Unfortunately, it is becoming increasingly usual to hear anecdotally of segmentation systems that are failing to perform to expectation.
Following the emergence of data science, deep learning and AI segmentation is right back on the marketing agenda, the appetite for which hasn’t been as voracious since the monumental success of Clubcard back in the late 90s.
This is good news as segmentation is an extremely powerful tool, but only if it is applied and executed in the right way.
The problem we have is that all too often organisations are putting the proverbial cart before the horse in their rush to create an all-singing, all-dancing competitive advantage panacea.
However, segmentation can only ever be as effective as the validity of the model on which it is built. The key to a good model is one with solid foundations. Without a clear objective, a segmentation model is floundering in the dark, despite the seemingly endless patterns of data and insight it produces.
Not even the most experienced and wizard-like data scientist with access to a catalogue of data assets will be able to create an operationally sound segmentation system if they have no appreciation of end game. Consequently, as with many strategies, the best policy is to start defining exactly what is it that the business wants to achieve.
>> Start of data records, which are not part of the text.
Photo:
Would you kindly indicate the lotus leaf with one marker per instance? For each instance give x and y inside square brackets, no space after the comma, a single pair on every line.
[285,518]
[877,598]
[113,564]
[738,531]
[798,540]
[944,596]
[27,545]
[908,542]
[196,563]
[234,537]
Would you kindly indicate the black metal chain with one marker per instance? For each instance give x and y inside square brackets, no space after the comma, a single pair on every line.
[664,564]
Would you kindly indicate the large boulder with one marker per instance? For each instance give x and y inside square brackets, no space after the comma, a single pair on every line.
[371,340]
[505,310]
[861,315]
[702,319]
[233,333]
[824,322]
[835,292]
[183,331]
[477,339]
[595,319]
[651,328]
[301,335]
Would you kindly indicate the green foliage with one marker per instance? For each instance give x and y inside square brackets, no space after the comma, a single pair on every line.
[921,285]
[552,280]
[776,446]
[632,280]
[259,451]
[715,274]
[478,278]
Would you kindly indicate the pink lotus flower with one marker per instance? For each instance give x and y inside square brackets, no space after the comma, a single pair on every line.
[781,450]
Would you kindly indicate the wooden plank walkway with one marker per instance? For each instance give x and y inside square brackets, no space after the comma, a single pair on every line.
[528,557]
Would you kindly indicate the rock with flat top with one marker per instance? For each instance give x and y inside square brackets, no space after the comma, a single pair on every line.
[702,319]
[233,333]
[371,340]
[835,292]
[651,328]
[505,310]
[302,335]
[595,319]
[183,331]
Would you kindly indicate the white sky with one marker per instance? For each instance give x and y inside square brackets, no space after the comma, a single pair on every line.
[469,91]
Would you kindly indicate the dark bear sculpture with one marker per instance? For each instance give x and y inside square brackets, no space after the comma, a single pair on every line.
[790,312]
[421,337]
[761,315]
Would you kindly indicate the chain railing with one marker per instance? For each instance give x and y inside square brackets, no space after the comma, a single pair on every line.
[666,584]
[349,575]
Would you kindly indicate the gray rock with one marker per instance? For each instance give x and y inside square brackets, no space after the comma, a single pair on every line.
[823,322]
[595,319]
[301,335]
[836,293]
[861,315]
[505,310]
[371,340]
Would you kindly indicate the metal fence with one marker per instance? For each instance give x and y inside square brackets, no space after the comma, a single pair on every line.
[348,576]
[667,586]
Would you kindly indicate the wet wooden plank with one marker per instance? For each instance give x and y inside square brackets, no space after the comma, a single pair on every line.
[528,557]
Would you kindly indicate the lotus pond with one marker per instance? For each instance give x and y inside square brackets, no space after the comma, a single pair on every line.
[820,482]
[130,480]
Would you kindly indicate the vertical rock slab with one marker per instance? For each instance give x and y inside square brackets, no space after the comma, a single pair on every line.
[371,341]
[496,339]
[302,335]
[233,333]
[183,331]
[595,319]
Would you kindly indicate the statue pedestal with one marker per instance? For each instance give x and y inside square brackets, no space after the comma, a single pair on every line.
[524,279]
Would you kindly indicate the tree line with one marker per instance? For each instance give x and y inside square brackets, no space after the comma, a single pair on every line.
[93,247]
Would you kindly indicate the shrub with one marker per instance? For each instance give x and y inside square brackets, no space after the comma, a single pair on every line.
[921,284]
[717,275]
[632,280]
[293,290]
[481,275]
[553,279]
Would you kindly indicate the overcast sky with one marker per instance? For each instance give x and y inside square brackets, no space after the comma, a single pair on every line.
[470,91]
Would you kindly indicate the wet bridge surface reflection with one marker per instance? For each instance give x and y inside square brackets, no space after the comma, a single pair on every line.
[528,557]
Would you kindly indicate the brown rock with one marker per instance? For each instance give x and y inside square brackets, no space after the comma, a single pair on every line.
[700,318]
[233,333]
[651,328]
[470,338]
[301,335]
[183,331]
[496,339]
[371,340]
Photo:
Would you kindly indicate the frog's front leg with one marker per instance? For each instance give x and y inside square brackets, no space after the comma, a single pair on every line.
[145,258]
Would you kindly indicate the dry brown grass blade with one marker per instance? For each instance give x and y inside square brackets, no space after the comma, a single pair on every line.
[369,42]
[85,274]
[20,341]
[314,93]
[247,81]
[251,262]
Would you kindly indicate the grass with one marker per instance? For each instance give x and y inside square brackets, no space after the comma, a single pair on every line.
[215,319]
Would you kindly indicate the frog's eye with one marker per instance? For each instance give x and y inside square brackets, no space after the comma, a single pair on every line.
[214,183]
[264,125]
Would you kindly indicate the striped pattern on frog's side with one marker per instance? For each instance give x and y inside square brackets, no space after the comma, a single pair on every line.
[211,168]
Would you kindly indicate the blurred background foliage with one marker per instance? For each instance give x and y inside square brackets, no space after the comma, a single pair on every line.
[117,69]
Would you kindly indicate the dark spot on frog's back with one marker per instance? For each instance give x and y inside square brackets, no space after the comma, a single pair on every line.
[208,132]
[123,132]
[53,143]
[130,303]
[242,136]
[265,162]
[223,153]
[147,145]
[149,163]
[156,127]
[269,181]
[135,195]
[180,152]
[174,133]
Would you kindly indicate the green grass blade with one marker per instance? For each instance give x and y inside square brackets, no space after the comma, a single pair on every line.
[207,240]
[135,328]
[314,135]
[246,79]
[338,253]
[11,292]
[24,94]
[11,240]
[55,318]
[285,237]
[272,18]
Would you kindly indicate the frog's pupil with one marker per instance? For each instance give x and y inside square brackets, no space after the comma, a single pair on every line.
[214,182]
What is it that the business can do to change behaviour on a person-by-person, channel-by-channel, date-by-date basis? Once this is established only then can segmentation be applied to the problem. It is here that the data science team can start layering up the segmentation hierarchy to create a multi-tiered, three-dimensional model that can be deeply interrogated to find insightful patterns too complex for human comprehension.
By working backward from the problem a brief can be drawn up and given to the data science team, against which they can design the model and determine all the necessary data sources.
The alternative is starting with the data and using all of it indiscriminately to try and create a crystal ball. But as we know the only certain thing about the future is uncertainty.
A good segmentation system is therefore not a future gazer but an engine that builds insights about an organisation’s customers and their behaviour and then interprets this understanding to predict their future needs so that it is possible to determine when individual consumers are in the market for specific products, what type of communications will result in a purchase and how to extend their overall lifetime value.
Any segmentation system that doesn’t do this is not delivering on expectations – but to be fair, the question that needs to be addressed is: has it been set up to fail in the first place?